Figure 1: 3D printing slicer view of microfluidics schemes useful for CE-MS by electron ionization, and examples of electropherograms by CE-LEDIF of derivatized amino acids.
Research themes
1) Separation techniques at analytical and microanalytical scale (CE, UHPLC, GC-MS) addressed to bioactive compounds determination.
Chromatographic and electrokinetics methods are developed and applied to the determination of bioactive compounds in complex samples e.g., biological, natural extracts and environmental samples. The development involves the use and implementation of sample preparation techniques as solid-phase microextraction (SPME), solid-phase extraction (SPE) also by using sorbents based on molecular imprinting (MIP). The optimization and validation of the analytical methods is carried out by chemometric approaches as Design of Experiments (DoE) and Quality by Design (QbD).
2) Implementation of detection systems for electrokinetics separation at microanalytical scale (CE-LEDIF, CE-EIMS).

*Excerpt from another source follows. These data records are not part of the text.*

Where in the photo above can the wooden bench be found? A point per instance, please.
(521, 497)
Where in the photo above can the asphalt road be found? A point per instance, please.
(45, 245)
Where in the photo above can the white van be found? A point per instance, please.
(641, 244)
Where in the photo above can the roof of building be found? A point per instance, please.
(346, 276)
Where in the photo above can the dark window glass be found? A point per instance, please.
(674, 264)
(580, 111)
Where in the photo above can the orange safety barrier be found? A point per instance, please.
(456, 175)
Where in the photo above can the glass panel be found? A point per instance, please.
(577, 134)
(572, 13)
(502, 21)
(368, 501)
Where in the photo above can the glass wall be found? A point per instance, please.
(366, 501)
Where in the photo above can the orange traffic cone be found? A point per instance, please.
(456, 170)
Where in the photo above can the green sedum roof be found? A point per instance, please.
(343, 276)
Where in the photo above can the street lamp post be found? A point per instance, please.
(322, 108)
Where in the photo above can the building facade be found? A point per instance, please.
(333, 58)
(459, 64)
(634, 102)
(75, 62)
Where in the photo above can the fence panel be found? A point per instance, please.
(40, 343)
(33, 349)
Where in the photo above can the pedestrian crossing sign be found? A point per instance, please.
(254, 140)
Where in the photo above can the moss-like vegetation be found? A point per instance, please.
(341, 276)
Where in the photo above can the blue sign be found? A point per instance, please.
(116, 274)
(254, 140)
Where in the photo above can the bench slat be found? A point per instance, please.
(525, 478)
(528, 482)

Laser-induced fluorescence (LIF) and light-emitting diode-induced fluorescence (LEDIF) are among the most sensitive detection approaches in CE. Only few compounds possess the native fluorescence to be directly detected by LIF and LEDIF, thus derivatization is often necessary to introduce into the target compounds the molecular moieties able to fluoresce under laser o LED excitation. The research is addressed to the development of derivatization techniques using novel fluorescent tags addressed to a variety of molecules of biological, pharmaceutical, and environmental interest.
An original hyphenation mode for combining CE to mass spectrometry (MS) is developing by the direct introduction of the CE effluent into the electron impact (EI) source by means of home-made 3D-printed interfaces.